A Guy Thing Movie Review
A Guy Thing Review

"A Guy Thing" Overview

Rating: PG-13
2003
Cast and Crew
Director : Chris KochProducer : David Ladd,David Nicksay
Screenwiter : Greg Glienna
Starring : Jason Lee,Julia Stiles,Selma Blair,James Brolin,Julie Hagerty
It’s a week before you get married, and your bachelor party isn’t treating you
right. Someone called strippers, and that makes you a bit uncomfortable. But
one of the strippers is so awkward and cute that you can’t help but take her
home and sleep with her. You’re comfortable with that.

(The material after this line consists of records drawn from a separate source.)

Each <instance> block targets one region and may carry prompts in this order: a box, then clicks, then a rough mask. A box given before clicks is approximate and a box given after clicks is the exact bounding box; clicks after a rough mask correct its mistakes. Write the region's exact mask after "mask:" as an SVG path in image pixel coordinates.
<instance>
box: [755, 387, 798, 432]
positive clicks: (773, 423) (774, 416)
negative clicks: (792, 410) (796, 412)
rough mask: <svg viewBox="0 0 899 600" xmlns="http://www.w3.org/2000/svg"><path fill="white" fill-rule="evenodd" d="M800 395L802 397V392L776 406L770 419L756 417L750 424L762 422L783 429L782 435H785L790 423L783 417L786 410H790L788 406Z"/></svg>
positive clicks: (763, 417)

So goes the curious event that A Guy Thing -- a well-meaning but almost
completely worthless trip through a minefield of infidelity, masculinity and
self discovery -- is based upon.
The thing is, A Guy Thing’s plot does not get any more believable as it
progresses. It’s powered by an increasingly hard to believe series of
coincidences, so flagrantly employed that you might even start to believe that
A Guy Thing is a clever parody of mindless romantic comedies. After finding
Becky (Julia Stiles) in his bed and rushing her out of his apartment, Paul
(Jason Lee) almost immediately bumps into her working a tollbooth. Then he’s
forced to confront her again at his engagement party, where Becky turns out to
be the cousin of his fiancée Karen (Selma Blair). Becky’s stalker cop
ex-boyfriend spots her with this new guy and decides to beat the crap out of
Paul on the street. A wild and unlikely description of a mugger actually turns
up a suspect, who also drives the cab in the final scene. The priest who lives
in Paul’s building, who has seen this whole farce unfold before his eyes, ends
up as the substitute official at the wedding. I could go on, but trying to
cobble these chance occurrences as a story -- let alone an intelligent comment
on genre films -- overlooks the fact that A Guy Thing just bulldozes along,
stringing together incomprehensible events without purpose.
A Guy Thing floats the requisite clues that let us know that Karen might not be
“the one” -- her motherly order of “seatbelts” strap Paul in physically and
emotionally and Paul’s car radio is always tuned to conversations of divorce on
talk radio. Paul’s brother fawns over Karen, giving the audience some idea of
what the right man for her would be like. So you know it’s only a matter of
time before Paul realizes he should be with Becky, the fun-loving, job-jumping,
Chinese-speaking cousin next door.
A Guy Thing places Paul among different (and not always appealing) examples of
masculinity -- the pumped up aggressive cop, the dopey and lascivious best
friend, the uptight and lonely brother, the alpha-male-future-father-in-law --
hoping he will choose one model of manhood and stick with it. Instead, he
stumbles through the film totally boggled and without any concept of who he is
and what he wants. Paul is such a schmuck that not only can you not understand
what the free-spirited and beautiful Becky sees in him, but you have no
interest in seeing him win out in the end. In one scene, we are forced to watch
Paul throw himself into a dumpster on the demand of Becky’s steroid-fueled
psycho ex-boyfriend. Ugh. He is so confused and inactive it’s a wonder that he
was able to convince anyone to be with him, let alone have to choose from two
beautiful and vibrant women.
Critics will invariably coo about how warm and funny Julia Stiles is, how this
talented young actor is an asset to popular film. However, she has so little to
work with in A Guy Thing that none of her talent is ever really on display. Her
character has little quirks that are never explained, her character being given
the depth of a wading pool.
In fact, most performances featured in A Guy Thing are developed through a
series of declaratives, such as “I’m the uptight brother,” “You’re the crazy
one,” and “I am not stupid.” Never mind that the behavior of the characters
tells us otherwise.
Thomas Lennon delivers the best performance as Peter, the uber-repressed but
obviously smitten brother of the groom. He’s the only actor in A Guy Thing that
pretends to remain involved with a scene when the camera is not pointing
directly at him. The film’s only moment of honest sentiment comes when Peter
realizes something the audience has known for the length of the film, and comes
through with a spontaneous and heartfelt a capella rendering of “Islands in the
Stream.”
At the point of Paul’s crucial transformation he says, “I’ve been playing it
safe. Everything I do is safe.” A Guy Thing sticks so close to convention, and
without any elegance or control, that the filmmakers could have only been
thinking the same thing.
Strong enough for a man, but made for a woman.